A Câmara de Vereadores de Cuiabá aprovou a instauração de uma Comissão Parlamentar de Inquérito (CPI) com o objetivo de apurar a suspeita de desvios de recursos da Secretaria municipal de Saúde. O vereador Marcus Brito Junior (PV) reuniu as assinaturas necessárias para o requerimento apresentado pelo vereador tenente-coronel Paccola (Cidadania).

Um total de 18 parlamentares assinou o documento. A Comissão já está sendo apelidada de CPI “Covidão Cuiabano”. O prazo para as investigações é de 120 dias. Os vereadores devem investigar a existência de uma suposta organização criminosa que teria desviado vultosos recursos da Secretaria de Saúde.

“Diante de tantos escândalos, não pode a Câmara de Cuiabá, que tem em seu mister constitucional a fiscalização dos atos do Poder Executivo, permanecer inerte como se conivente ou partícipe fosse”, justificou o vereador Brito Junior, fazendo referência a recentes operações realizadas pela Polícia Civil e Polícia Federal.

O parlamentar garante que a intenção é promover uma investigação séria e transparente, de forma correta e bem fundamentada. Paralelamente, afirma que a Comissão ainda pretende construir um relatório construtivo, que visa sugerir alternativas para que episódios como esses não voltem a ocorrer na administração municipal, especialmente na Secretaria de Saúde.
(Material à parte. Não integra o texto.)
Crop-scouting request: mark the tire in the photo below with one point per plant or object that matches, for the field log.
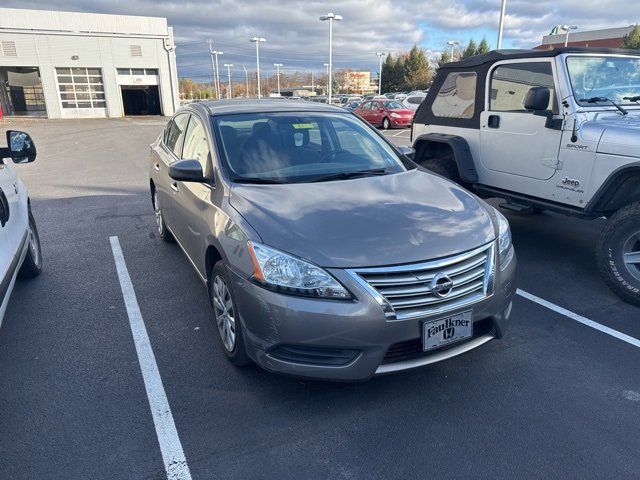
(618, 253)
(32, 264)
(161, 226)
(444, 166)
(225, 315)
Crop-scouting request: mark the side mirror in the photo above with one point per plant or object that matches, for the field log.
(407, 151)
(21, 147)
(186, 171)
(537, 99)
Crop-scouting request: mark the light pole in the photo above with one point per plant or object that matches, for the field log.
(453, 44)
(380, 55)
(331, 17)
(501, 25)
(246, 79)
(229, 88)
(257, 41)
(216, 53)
(567, 29)
(213, 68)
(278, 65)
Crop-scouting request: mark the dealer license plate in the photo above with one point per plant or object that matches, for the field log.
(443, 331)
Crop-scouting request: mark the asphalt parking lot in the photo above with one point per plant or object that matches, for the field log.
(556, 398)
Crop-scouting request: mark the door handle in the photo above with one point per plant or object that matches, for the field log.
(4, 209)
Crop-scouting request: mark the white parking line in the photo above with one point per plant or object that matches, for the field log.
(175, 462)
(579, 318)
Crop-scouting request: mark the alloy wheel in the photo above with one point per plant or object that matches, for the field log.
(631, 254)
(224, 313)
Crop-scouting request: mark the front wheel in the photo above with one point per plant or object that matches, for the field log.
(32, 265)
(225, 314)
(618, 253)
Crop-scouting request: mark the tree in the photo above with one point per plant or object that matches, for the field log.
(471, 50)
(416, 72)
(632, 39)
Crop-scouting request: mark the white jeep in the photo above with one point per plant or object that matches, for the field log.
(555, 130)
(20, 254)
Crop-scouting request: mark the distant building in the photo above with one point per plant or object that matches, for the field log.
(360, 83)
(606, 38)
(70, 65)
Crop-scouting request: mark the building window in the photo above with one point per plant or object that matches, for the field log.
(8, 49)
(81, 87)
(135, 50)
(457, 96)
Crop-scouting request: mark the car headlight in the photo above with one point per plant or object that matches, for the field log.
(505, 245)
(284, 273)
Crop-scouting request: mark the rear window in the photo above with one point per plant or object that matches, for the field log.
(457, 96)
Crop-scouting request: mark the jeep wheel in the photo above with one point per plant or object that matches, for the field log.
(443, 166)
(618, 253)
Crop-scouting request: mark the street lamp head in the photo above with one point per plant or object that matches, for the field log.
(331, 16)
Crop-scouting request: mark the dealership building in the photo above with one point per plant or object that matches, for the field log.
(70, 65)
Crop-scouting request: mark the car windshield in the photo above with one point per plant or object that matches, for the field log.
(304, 147)
(613, 78)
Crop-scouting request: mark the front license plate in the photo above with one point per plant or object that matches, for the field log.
(443, 331)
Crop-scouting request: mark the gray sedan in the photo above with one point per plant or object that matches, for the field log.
(326, 252)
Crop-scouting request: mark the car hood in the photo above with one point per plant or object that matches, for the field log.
(619, 135)
(404, 111)
(385, 220)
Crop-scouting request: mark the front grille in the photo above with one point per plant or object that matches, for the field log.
(410, 349)
(407, 291)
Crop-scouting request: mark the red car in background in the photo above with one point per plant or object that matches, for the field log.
(385, 113)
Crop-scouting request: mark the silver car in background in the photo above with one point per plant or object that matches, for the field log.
(326, 252)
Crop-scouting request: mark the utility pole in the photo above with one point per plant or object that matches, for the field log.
(246, 79)
(230, 87)
(501, 26)
(330, 17)
(213, 68)
(278, 65)
(257, 41)
(380, 55)
(218, 89)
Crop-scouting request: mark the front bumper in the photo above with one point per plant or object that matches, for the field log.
(352, 340)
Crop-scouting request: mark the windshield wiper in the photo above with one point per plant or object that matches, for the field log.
(351, 174)
(604, 99)
(260, 180)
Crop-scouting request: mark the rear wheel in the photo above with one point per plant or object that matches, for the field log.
(163, 231)
(444, 166)
(32, 265)
(618, 253)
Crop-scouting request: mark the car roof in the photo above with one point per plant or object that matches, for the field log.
(227, 107)
(498, 55)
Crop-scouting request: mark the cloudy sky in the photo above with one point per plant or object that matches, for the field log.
(296, 38)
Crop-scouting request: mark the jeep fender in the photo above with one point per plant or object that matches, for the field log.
(621, 188)
(460, 149)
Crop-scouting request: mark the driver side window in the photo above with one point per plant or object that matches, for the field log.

Prefeito está afastado do cargo desde outubro por nomear apadrinhados

Conforme o blog noticiou, o prefeito Emanuel Pinheiro está afastado do cargo desde 19 de outubro por decisão do desembargador Luiz Ferreira da Silva, do Tribunal de Justiça de Mato Grosso. Foram constatadas nomeações de apadrinhados políticos para cargos comissionados na Saúde. A primeira-dama, Márcia Aparecida Kuhn Pinheiro, também é investigada. O chefe de gabinete do prefeito, Antônio Monreal Neto, chegou a ser preso.

No início de novembro, a bancada do prefeito na Câmara chegou a barrar, por 17 votos a 6, a criação de uma comissão que poderia cassá-lo devido a nomeações ilegais de centenas de servidores na Secretaria de Saúde.